Among them, root is applicable to all datasets. It specifies the directory to store datasets.

COALA automatically downloads a dataset if it is not exist in the root directory.

Next, we introduce the simulation and configuration for specific datasets.

FEMNIST and Shakespeare Datasets

The following are basic stats of these two datasets.

FEMNIST

Overview: Image Dataset
Details: 3500 users, 62 different classes (10 digits, 26 lowercase, 26 uppercase), images are 28 by 28 pixels (with option to make them all 128 by 128 pixels)
Task: Image Classification

Shakespeare

Overview: Text Dataset of Shakespeare Dialogues
Details: 1129 users (reduced to 660 with our choice of sequence length.)
Task: Next-Character Prediction

The datasets are non-IID (independent and identically distributed) in nature.

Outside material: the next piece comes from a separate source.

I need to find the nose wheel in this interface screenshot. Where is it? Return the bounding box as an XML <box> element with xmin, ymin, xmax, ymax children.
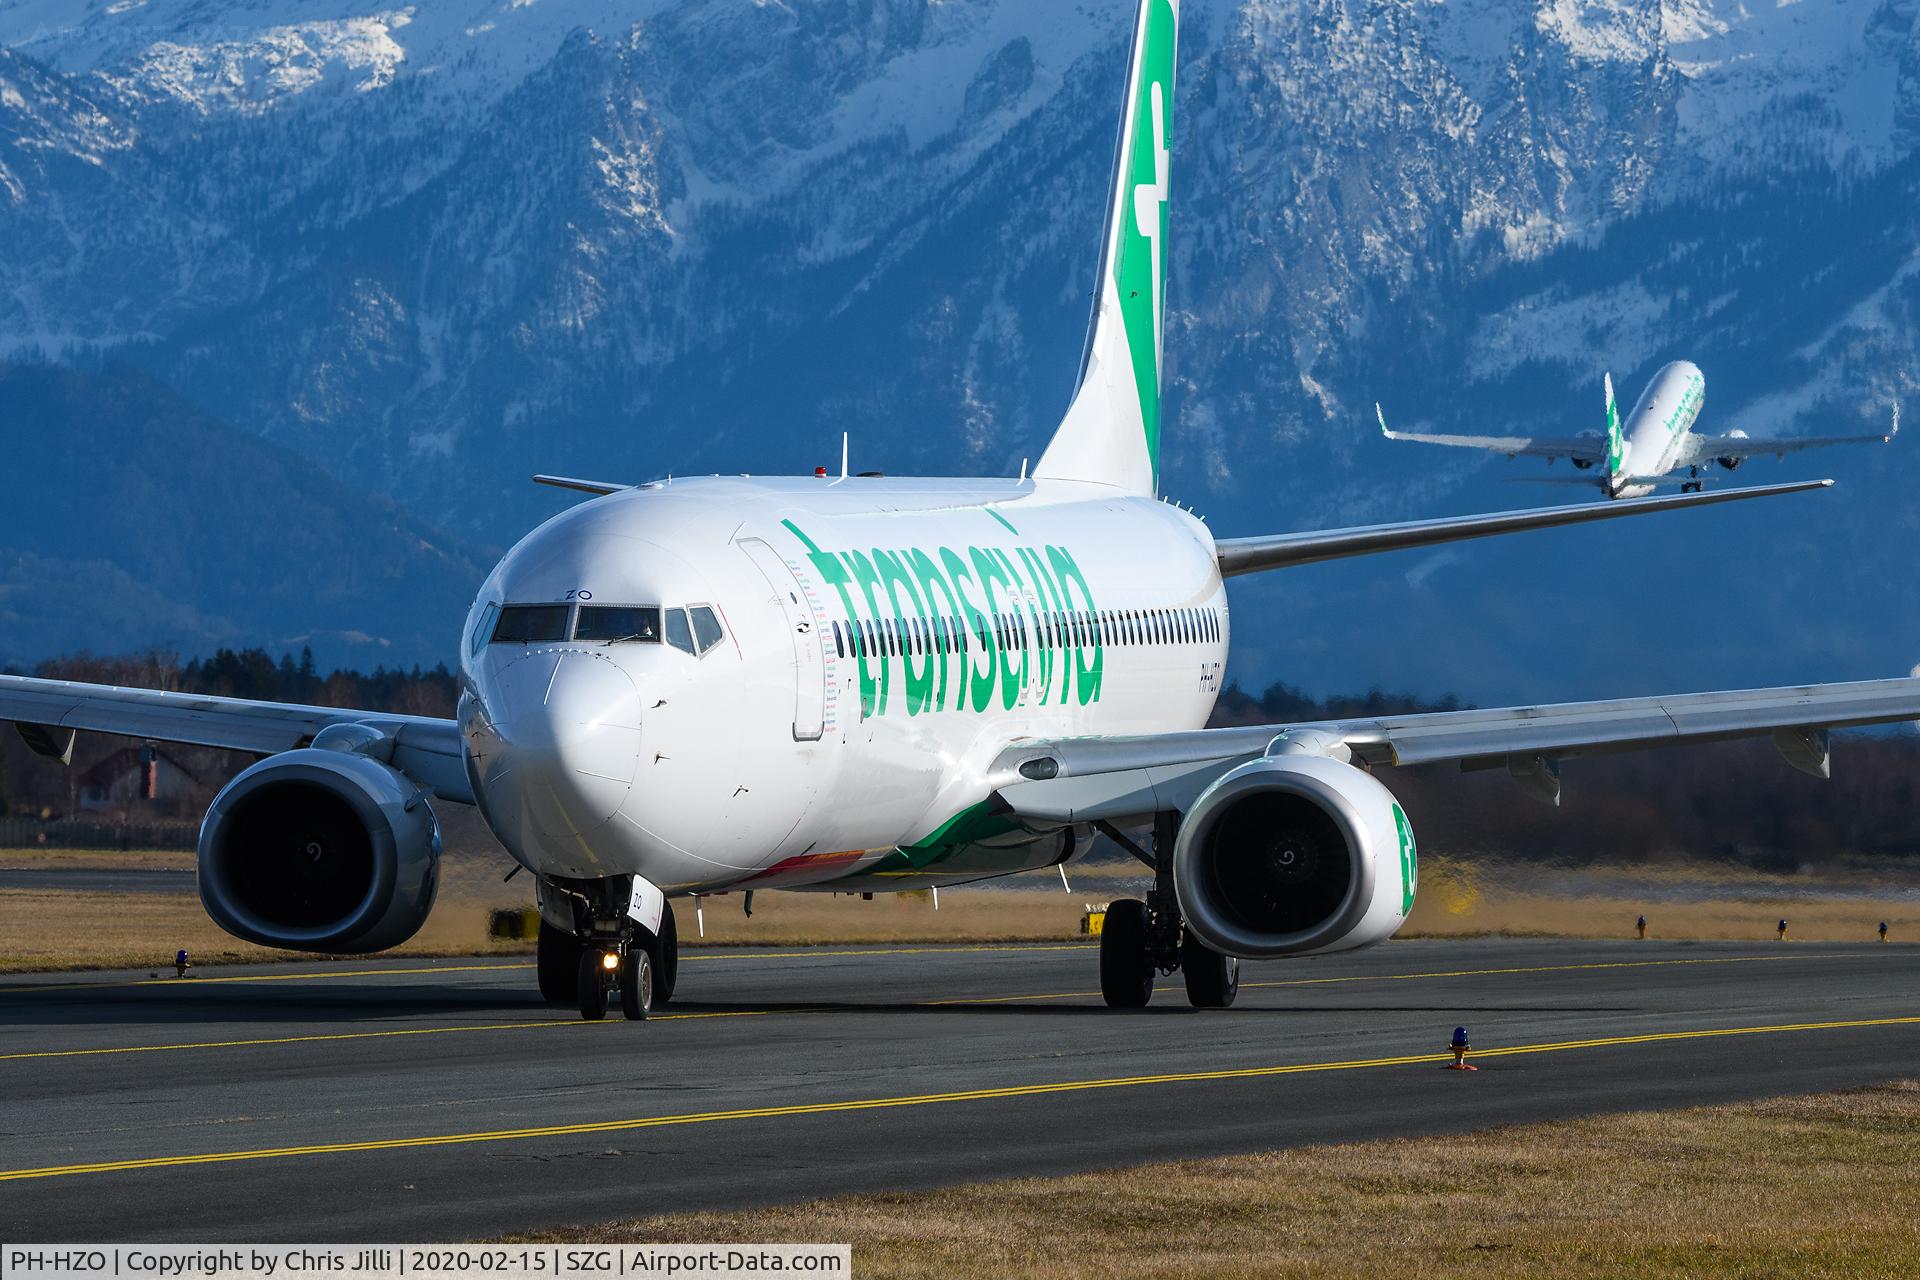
<box><xmin>536</xmin><ymin>876</ymin><xmax>679</xmax><ymax>1019</ymax></box>
<box><xmin>577</xmin><ymin>945</ymin><xmax>653</xmax><ymax>1021</ymax></box>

split_type: There are two options for these two datasets: iid and niid, representing IID data simulation and non-IID data simulation.

Five hyper-parameters determine the simulated dataset: min_size, data_amount, iid_fraction, tran_test_split, and user.

user is a boolean that determines whether to partition the dataset to train test group by user or samples. user: True means partitioning users of the dataset into train-test groups, i.e. some users are for training, some users are for testing. user: False means partitioning each users’ samples into train-test groups, i.e. data in each client is partitioned into training set and testing set.

Note: we normally use test_mode: test_in_clients for these two datasets.

IID Simulation

In IID simulation, data are randomly partitioned into multiple clients.

The number of clients is determined by data_amount and iid_fraction.

Non-IID Simulation

Since FEMNIST and Shakespeare are non-IID in nature, each user of the dataset is regarded as a client.

data_amount determine the number of clients participate in training.

CIFAR-10 and CIFAR-100 Datasets

The CIFAR-10 dataset consists of 60000 32x32 colour images in 10 classes, with 6000 images per class. There are 50000 training images and 10000 test images.

The CIFAR-100 dataset consists of 60000 32x32 colour images in 100 classes, with 600 images per class. There are 50000 training images and 10000 test images.

split_type: There are three options for CIFAR datasets: iid, dir, and class.

Three hyper-parameters determine the simulated dataset: num_of_clients, class_per_client, and alpha.

IID Simulation

In IID simulation, the training images of the datasets are randomly partitioned into num_of_clients clients.

Non-IID Simulation

We can simulate non-IID CIFAR datasets by Dirichlet process (dir) or by label class (class).

alpha controls the level of heterogeneity for dir simulation.

class_per_client determines the number of classes in each client.

Customize Datasets

COALA also supports integrating with customized dataset to simulate federated learning.

You can use the following classes to integrate customized dataset: FederatedImageDataset, FederatedTensorDataset, and FederatedTorchDataset.

The simplest way is to use FederatedTorchDataset. Here is the pseudo code for constructing new datasets with this class.

# Define client ids
clients = ["client_1", "client_2"]

# Construct the dataloader for each client. 
# The dataloader is the default PyTorch DataLoader type.
train_sets = {}
for client in clients:
  train_loader = DataLoader(training_data, batch_size=64, shuffle=True)
  train_sets[client] = train_loader

# Suppose there is only only one test data on the server
test_set = DataLoader(test_data, batch_size=64, shuffle=False) 

# Construct federated training datasets.
train_data = FederatedTorchDataset(train_sets, clients, is_loaded=False)
test_data = FederatedTorchDataset(test_set, clients, is_loaded=False)

# Then you can use the train_data and test_data by registering them via high-level apis.
coala.register_dataset(train_data, test_data)

You can refer to application folder under the root directory for specific examples.

Create Your Own Federated Dataset

In case that the provided federated dataset class is not enough, you can implement your own federated dataset by inherit and implement FederatedDataset.

You can refer to FederatedImageDataset, FederatedTensorDataset, and FederatedTorchDataset on how to implement.